Pilotprodukte bewerben
Urte Grauwinkel blickt auf ihre selbst gebackenen Kichererbsen-Macarons und beißt hinein: „Der Geschmack ist super, aber sie zerfallen leider zu schnell. Da muss ich noch mal ran." Was sie momentan in kleinen Küchen ausprobieren, soll schon bald in Großküchen gekocht werden. Für ihre Lebensmittel werben sie auf Märkten und in Ministerien, sprechen mit Köchen und Produktherstellern. Die drei Wissenschaftlerinnen suchen nach neuen Handelswegen und Vermarktungsstrategien. „Kichererbsen in die Küchen zu bringen, ist nicht schwer. Das Problem sind die hiesigen Kichererbsen", sagt Urte Grauwinkel. Oft sei es günstiger, sie aus der Türkei oder aus Italien zu importieren. „Wir wollen sie aber lokal anbauen und verarbeiten."

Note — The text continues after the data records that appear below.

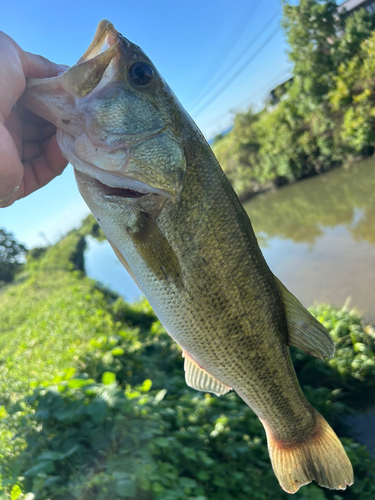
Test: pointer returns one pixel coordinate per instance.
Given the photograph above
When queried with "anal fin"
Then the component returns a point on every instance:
(197, 378)
(305, 331)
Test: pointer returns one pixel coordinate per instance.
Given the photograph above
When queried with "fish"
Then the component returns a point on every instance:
(172, 218)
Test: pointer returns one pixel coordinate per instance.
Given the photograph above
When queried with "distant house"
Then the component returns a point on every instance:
(278, 93)
(346, 8)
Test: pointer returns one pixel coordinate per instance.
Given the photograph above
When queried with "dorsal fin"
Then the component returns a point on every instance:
(197, 378)
(304, 331)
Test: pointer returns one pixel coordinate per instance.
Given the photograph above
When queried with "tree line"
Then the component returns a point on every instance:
(325, 117)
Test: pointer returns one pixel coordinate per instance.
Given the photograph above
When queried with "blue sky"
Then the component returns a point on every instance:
(195, 44)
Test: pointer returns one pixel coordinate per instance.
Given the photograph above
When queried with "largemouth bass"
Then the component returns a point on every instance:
(172, 218)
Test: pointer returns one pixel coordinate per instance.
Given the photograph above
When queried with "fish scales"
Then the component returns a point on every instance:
(172, 218)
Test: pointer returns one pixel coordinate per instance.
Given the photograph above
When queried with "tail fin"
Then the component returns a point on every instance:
(322, 457)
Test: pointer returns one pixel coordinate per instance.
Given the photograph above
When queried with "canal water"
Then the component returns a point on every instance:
(317, 235)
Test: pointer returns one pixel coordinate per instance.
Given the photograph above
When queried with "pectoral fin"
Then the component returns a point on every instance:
(197, 378)
(123, 262)
(304, 331)
(156, 251)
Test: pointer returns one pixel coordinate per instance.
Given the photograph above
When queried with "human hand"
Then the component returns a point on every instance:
(29, 154)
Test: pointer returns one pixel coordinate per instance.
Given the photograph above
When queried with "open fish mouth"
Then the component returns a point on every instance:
(107, 119)
(107, 182)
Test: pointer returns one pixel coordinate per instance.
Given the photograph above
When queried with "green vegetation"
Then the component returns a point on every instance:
(94, 406)
(11, 256)
(327, 114)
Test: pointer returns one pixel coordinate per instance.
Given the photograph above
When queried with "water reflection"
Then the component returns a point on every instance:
(102, 265)
(301, 212)
(318, 236)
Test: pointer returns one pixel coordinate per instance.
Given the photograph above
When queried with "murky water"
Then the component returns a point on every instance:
(318, 237)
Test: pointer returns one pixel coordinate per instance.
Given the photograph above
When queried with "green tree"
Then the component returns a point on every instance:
(311, 32)
(12, 255)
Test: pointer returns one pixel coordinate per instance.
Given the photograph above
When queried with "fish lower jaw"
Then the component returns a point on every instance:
(107, 179)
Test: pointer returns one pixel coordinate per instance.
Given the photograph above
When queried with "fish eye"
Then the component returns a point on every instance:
(141, 73)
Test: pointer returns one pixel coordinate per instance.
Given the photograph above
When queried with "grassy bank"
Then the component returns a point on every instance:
(93, 402)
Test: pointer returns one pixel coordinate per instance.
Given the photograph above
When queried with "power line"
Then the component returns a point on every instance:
(218, 62)
(238, 72)
(247, 101)
(233, 63)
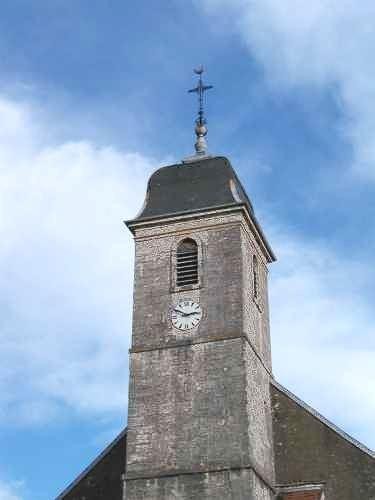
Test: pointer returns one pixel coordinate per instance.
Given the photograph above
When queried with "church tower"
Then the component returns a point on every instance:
(199, 421)
(204, 408)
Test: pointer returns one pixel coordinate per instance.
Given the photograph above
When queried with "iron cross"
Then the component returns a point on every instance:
(200, 89)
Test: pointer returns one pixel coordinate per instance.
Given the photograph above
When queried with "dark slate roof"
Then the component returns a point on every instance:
(309, 448)
(192, 187)
(186, 187)
(103, 478)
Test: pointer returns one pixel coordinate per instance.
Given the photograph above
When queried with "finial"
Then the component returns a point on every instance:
(200, 122)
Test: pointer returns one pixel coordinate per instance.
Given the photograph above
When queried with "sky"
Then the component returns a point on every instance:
(93, 99)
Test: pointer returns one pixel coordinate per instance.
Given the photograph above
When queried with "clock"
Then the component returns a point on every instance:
(186, 315)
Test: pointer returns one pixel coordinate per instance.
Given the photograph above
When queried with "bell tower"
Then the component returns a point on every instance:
(199, 423)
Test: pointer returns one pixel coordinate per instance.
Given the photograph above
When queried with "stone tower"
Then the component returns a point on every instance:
(199, 424)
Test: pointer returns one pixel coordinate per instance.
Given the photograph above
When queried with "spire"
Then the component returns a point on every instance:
(200, 122)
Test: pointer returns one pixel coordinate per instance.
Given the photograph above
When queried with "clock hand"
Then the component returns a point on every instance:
(181, 312)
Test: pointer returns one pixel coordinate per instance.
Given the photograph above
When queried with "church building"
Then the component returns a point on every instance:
(206, 417)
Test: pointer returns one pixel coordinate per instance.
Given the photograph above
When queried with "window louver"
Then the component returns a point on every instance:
(187, 263)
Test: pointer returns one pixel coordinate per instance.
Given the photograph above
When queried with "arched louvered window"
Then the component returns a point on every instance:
(255, 277)
(187, 263)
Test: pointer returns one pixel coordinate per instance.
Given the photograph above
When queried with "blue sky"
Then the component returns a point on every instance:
(92, 100)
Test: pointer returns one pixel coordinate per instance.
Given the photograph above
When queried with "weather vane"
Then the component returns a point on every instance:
(200, 122)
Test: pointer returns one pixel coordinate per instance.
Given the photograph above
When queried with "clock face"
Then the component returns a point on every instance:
(186, 315)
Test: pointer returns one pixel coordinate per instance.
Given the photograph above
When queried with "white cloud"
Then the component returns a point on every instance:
(323, 331)
(65, 269)
(324, 43)
(10, 491)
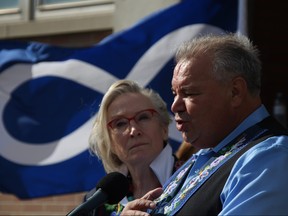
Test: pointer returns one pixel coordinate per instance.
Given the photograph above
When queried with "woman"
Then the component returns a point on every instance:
(130, 136)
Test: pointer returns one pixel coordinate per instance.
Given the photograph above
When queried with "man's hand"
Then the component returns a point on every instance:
(140, 206)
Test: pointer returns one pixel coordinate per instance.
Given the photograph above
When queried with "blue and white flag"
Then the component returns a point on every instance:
(49, 95)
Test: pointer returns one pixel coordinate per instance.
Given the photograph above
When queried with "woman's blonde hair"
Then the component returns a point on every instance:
(99, 140)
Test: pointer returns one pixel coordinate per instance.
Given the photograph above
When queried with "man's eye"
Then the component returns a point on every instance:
(143, 116)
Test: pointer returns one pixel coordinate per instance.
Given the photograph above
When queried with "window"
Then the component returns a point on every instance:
(21, 18)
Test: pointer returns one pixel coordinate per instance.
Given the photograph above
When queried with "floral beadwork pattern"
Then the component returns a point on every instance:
(198, 178)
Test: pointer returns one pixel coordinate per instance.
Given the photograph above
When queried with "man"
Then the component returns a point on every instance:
(241, 168)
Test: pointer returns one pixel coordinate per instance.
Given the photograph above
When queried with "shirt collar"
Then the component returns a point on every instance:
(258, 115)
(163, 164)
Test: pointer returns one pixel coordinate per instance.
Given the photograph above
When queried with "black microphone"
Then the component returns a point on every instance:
(111, 189)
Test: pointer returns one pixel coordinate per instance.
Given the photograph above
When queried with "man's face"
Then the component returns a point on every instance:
(202, 104)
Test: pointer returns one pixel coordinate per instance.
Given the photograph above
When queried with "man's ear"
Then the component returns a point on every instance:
(239, 90)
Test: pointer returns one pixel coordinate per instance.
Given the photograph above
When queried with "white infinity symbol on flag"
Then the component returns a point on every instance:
(75, 143)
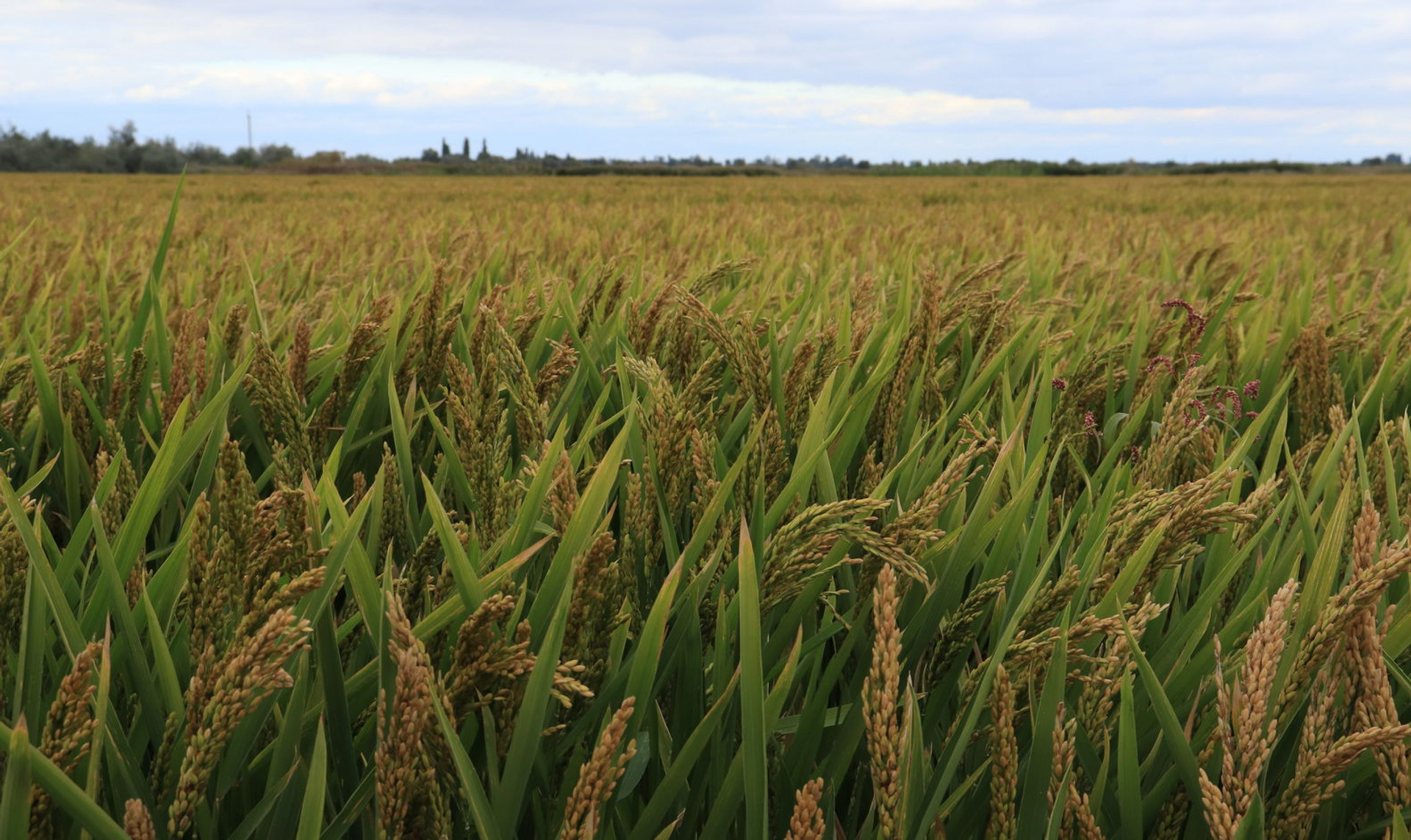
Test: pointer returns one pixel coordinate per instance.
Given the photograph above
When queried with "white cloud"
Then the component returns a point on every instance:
(1044, 71)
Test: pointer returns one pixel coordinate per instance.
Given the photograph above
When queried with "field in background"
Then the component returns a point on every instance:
(360, 507)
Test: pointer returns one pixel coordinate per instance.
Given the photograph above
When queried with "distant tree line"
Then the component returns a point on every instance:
(124, 153)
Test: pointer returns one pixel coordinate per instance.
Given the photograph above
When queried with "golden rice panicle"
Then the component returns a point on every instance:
(300, 353)
(1160, 464)
(806, 822)
(1318, 780)
(248, 672)
(406, 786)
(1362, 589)
(394, 533)
(68, 732)
(281, 407)
(1376, 699)
(555, 372)
(137, 822)
(599, 777)
(596, 610)
(1004, 780)
(881, 709)
(1315, 381)
(1245, 729)
(233, 335)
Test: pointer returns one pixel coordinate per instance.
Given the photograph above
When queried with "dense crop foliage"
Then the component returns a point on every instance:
(621, 509)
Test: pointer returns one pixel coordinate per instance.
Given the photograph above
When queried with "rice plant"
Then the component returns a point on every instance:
(808, 509)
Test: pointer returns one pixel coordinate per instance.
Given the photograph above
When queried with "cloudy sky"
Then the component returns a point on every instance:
(881, 79)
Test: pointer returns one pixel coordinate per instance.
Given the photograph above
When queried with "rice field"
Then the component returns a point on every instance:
(634, 509)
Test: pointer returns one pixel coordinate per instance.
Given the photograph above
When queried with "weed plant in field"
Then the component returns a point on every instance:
(806, 509)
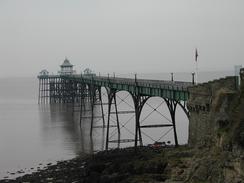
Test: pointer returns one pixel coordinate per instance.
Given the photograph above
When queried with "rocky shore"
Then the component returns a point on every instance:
(119, 165)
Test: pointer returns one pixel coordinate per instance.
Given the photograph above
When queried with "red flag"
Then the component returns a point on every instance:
(196, 55)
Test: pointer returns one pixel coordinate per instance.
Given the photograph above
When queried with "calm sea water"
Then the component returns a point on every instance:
(33, 135)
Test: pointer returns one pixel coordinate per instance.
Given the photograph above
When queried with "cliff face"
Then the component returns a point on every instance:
(216, 131)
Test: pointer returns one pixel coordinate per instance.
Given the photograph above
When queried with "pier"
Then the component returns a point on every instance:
(85, 90)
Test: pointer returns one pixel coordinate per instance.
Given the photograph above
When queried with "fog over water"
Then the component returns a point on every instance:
(31, 134)
(120, 35)
(151, 38)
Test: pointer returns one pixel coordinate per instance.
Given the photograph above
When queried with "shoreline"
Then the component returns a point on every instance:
(117, 165)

Pflanzenbasierte Zukunftsspeisen
Die Erfolge der Kichererbsen von Landwirt Jonas Schulze Niehoff aus der Magdeburger Börde beflügeln das Team. Doch noch ist das Ziel weit entfernt. Viele Küchen zeigten sich zwar interessiert und das Feedback bei Verkostungen sei oft positiv, doch der große Coup blieb bislang aus. „Für die Großküchen geht es um Zeit und Geld. Die Produkte, die wir anbieten, müssen daher schnell und einfach auf die Teller gebracht werden", sagt Urte Grauwinkel. An Ideen mangelt es den drei Frauen nicht. Auch die nötige Energie bringen sie mit. Nun müssen sie nur noch die Entscheidungsträger für ihre Produkte und Zubereitungsideen erwärmen.
Auch bei Jonas Schulze Niehoff hat es eine Weile gedauert, bis er mit den Kichererbsen richtig durchgestartet ist. Mit einem kräftigen Ruck öffnet er einen seiner weißen Kühlcontainer, die auf dem Hof stehen. Darin liegen mehrere Paletten voll mit weißen 25-Kilogramm-Säcken mit fertig aufbereiteten Bioland-Kichererbsen, auf denen das Konterfei des Landwirts prangt.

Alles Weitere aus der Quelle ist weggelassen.